We ran over 600 image generations to compare AI image models

[+] justhw|4 months ago|reply

I came to the same conclusion as the authors after generating 1000s of thumbnails[1]. OpenAI alters faces too much and smoothes out details by default. NanoBanana is the best but lacks high fidelity option. SeeDream is catching up to NanoBanana and sometimes is better. It's been too long since OpenAI's gpt-img-1 came out, hope they launch a better model soon.

[1] = https://thumbnail.ai/

[+] Libidinalecon|4 months ago|reply

I am probably at 50k-60k image generations from various models.

It is just very hard to make any generalizations because any single prompt will lead to so many different types of images.

The only thing I would really say to generalize is every model has strengths and weaknesses depending on what you are going for.

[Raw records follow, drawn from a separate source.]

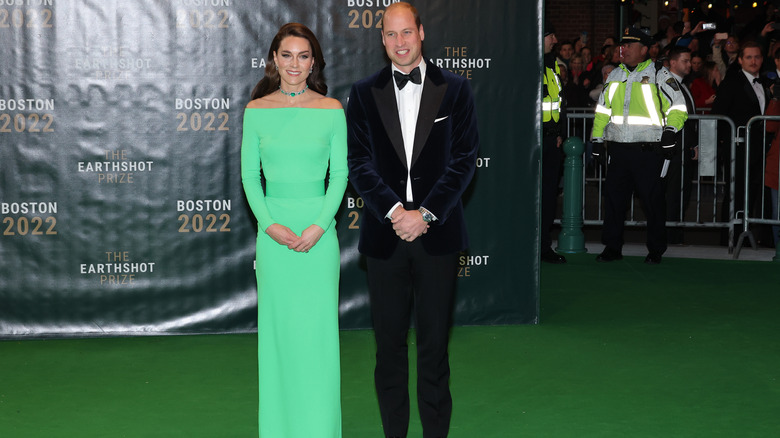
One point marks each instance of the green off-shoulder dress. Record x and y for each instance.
(298, 339)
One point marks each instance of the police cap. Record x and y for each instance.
(634, 35)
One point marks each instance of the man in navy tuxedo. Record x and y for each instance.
(740, 96)
(412, 135)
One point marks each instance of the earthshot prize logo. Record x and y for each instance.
(117, 269)
(116, 167)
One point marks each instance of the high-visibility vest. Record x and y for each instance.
(551, 103)
(648, 105)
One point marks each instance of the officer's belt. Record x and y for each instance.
(643, 146)
(551, 129)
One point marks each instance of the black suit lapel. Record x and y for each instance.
(751, 93)
(434, 88)
(384, 95)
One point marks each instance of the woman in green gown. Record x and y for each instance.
(294, 135)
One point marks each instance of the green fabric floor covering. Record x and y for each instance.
(688, 348)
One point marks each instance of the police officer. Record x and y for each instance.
(553, 131)
(638, 113)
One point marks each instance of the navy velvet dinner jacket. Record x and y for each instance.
(443, 159)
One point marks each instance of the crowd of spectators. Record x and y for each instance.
(714, 45)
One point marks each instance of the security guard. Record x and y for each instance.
(553, 127)
(638, 113)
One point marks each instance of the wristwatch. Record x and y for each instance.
(427, 215)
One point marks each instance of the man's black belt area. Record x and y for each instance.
(636, 146)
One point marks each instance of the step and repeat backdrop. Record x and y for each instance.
(121, 206)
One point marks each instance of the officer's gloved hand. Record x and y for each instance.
(599, 152)
(668, 145)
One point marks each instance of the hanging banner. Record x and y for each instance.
(121, 203)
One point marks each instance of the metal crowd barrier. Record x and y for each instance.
(762, 211)
(708, 183)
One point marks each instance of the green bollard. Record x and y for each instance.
(571, 240)
(776, 258)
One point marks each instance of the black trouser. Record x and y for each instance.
(634, 168)
(551, 178)
(678, 183)
(412, 278)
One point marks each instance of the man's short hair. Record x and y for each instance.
(748, 45)
(411, 9)
(676, 51)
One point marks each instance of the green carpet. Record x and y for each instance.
(688, 348)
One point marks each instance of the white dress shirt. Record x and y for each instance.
(758, 88)
(408, 101)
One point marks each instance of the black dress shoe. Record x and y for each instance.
(551, 256)
(653, 258)
(609, 255)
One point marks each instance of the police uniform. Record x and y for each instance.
(553, 126)
(638, 113)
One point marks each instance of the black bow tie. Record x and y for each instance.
(401, 79)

It is also generally very hard to explore all the possibilities of a model. So many times I thought I seen what the model could do just to be completely blown away by a particular generation.

[+] malfist|4 months ago|reply

I don't know if you looked at the same article as I did, but nanobanana seems to be the worst by far at following the prompts. Just look at the heat map images

[+] sd9|4 months ago|reply

Do you run thumbnail.ai? I would really like to try it, but I'm not going to pay before I've seen even a single generated thumbnail in my context. Is it unviable to let people generate at least a few thumbnails before they have to decide whether to pay?

I am a small time youtuber

[+] vunderba|4 months ago|reply

I run a fairly comprehensive model comparison site (generative and editing). In my experience:

NanoBanana and Flux Kontext are the models that get closest to traditional SDXL inpainting techniques.

Seedream is a strong contender by virtue of its ability to natively handle higher resolutions (up to around 4 megapixels) so you lose less detail - however it also tends to alter the color palette more often then not.

Finally GPT-image-1 (yellowish filter notwithstanding) exhibits very strong prompt adherence but will almost always change a number of the details.

[+] gs17|4 months ago|reply

It's interesting to me that the models often have their "quirks". GPT has the orange tint, but it also is much worse at being consistent with details. Gemini has a problem where it often returns the image unchanged or almost unchanged, to the point where I gave up on using it for editing anything. Not sure if Seedream has a similar defining "feature".

They noted the Gemini issue too:

> Especially with photos of people, Gemini seems to refuse to apply any edits at all

[+] minimaxir|4 months ago|reply

Nano Banana in general cannot do style transfer effectively unless the source image/subject is a similar style as the target style, which is an interesting and unexpected model quirk. Even the documentation examples unintentionally demonstrates this.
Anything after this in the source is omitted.